Thanks for all the ideas! Please keep them coming!

Risa 07-11-2020 09:02 PM

You might want to have your students use their sticky notes for "Exit Tickets". When I taught 4th grade I made a large tagboard chart that I had intended to use for student comments after a discussion for their reading. It actually got more use as a chart for 'exit tickets' where they answered an open-ended question on a sticky note to 'check for understanding' before leaving the classroom. I also used this chart to ask them to show their work after a math lesson (eg. if they understood double digit multiplication using a specific strategy that was taught) or to write a simile or metaphor they discovered in their reading, or even to give their thoughts on how to solve a class problem we might have discussed.

You can create charts with separate questions regarding a given lesson and have students write responses on sticky notes and place them on the correct chart.

Students can graph their responses using sticky notes to build the graph.

TeacherPK6 07-11-2020 06:02 PM

Quote:
Maybe you could have your students jot down stuff on post-its to create group K-W-L charts when you are starting new topics. I did it when I taught first grade.
I was going to suggest this too! Also, kids can write (or draw) examples of a topic for group created anchor charts. I've also used Post-its sometimes in small group reading when we've read a book that's a bit longer, for each kid to mark their place. They could have their name peeking out so when I passed out books again I knew whose was whose.
Keltikmom 07-11-2020 04:59 PM

Sometimes when we were doing while group responses to reading, I would have blank chart paper on the board with different questions about the book. Kids would write their responses on the post itís and stick them to chart paper. Then we would look for similarities, patterns, general questions, etc.

Keep some available to the class for those who do like to use them during readers workshop.

iteachk2010 07-11-2020 04:47 PM

Maybe you could have your students jot down stuff on post-its to create group K-W-L charts when you are starting new topics. I did it when I taught first grade.

Students had 3 post-its. On the first one they wrote one thing they already knew about the topic. On the second one they wrote a question for what they wanted to find out about the topic. They stuck them on a chart paper I had prepared with three columns for the chart. We reviewed together and stacked similar ones on top of each other.

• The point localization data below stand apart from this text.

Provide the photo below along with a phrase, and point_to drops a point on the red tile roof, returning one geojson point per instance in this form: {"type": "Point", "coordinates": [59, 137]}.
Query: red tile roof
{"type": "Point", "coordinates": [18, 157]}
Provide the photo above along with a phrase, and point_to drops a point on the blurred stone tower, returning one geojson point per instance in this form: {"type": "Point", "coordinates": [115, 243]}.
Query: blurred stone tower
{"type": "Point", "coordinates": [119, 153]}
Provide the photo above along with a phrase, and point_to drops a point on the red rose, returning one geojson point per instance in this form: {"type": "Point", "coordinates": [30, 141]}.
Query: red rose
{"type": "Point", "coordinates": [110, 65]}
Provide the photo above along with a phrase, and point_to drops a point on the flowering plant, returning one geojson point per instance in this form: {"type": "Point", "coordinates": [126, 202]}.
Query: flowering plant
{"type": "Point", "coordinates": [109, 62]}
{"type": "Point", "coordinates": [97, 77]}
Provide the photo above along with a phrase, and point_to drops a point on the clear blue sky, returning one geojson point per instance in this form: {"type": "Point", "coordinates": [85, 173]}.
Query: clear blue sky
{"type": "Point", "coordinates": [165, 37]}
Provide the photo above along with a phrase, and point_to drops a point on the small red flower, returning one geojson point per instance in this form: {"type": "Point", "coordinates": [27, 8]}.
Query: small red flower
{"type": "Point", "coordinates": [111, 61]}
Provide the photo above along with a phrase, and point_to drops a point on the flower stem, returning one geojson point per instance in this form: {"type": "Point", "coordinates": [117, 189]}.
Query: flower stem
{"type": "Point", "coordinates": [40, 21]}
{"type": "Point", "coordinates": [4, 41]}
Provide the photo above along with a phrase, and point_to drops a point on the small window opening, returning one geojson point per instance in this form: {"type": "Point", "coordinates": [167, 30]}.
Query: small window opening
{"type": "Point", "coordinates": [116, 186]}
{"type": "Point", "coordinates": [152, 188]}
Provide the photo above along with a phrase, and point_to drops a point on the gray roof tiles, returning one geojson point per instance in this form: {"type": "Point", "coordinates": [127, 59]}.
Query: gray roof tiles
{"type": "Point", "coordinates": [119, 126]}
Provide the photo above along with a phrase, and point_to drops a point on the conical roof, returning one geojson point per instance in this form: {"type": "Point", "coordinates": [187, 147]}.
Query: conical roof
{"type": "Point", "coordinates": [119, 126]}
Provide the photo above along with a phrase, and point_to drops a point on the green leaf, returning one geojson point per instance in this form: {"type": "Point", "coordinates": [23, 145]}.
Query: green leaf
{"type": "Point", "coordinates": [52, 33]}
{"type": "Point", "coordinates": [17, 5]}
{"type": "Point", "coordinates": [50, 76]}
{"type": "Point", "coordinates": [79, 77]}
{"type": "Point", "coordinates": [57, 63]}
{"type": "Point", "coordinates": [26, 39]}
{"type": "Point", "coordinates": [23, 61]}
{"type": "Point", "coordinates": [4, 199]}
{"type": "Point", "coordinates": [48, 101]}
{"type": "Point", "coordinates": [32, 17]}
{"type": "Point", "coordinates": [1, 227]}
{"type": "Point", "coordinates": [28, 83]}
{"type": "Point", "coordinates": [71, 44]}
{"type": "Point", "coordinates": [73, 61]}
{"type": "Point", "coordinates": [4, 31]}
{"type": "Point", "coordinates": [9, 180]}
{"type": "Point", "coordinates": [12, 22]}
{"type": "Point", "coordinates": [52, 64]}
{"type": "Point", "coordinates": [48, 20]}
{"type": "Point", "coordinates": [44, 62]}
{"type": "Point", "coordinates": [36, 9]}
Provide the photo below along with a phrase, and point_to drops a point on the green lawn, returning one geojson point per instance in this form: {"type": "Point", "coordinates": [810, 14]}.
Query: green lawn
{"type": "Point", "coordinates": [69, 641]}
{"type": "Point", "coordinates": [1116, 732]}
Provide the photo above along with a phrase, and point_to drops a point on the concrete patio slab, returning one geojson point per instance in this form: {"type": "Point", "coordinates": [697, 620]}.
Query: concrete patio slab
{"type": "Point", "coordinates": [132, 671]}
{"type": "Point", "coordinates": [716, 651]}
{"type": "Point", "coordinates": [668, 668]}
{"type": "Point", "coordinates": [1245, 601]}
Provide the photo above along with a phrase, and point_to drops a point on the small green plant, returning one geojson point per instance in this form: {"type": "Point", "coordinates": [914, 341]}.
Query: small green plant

After reading/watching a video about the topic, they wrote one thing they learned on the third post-it. We would go back and look through the post-its in each section. If we discovered that a statement in the first section was not true, I drew a line through it. If we found the answer to a question in the middle section, I put a check mark next to it. (Matched the post-it with the answer to the post-it with the question.) Students could use additional post-its to add more questions. This helped to guide the direction we headed in when we were researching.

Singvogel 07-11-2020 04:38 PM

I saw a really cute wall message- Sprinkle kindness like confetti, and the sticky notes were the confetti scattered on the wall.

Teacherbee_4 07-11-2020 04:01 PM

I posted before about how in the past, I had the kids jot their thinking, strategy use, etc. on sticky notes during independent reading. In preparation to have my kids do this this upcoming school year, I added sticky notes to the school supply list. However, after thinking about it and posting on here, I don't think I want to require my kids to write on post-its during independent reading. However, I don't want the post it notes to go to waste. Any ideas on other ways I can use the post it notes? Thanks!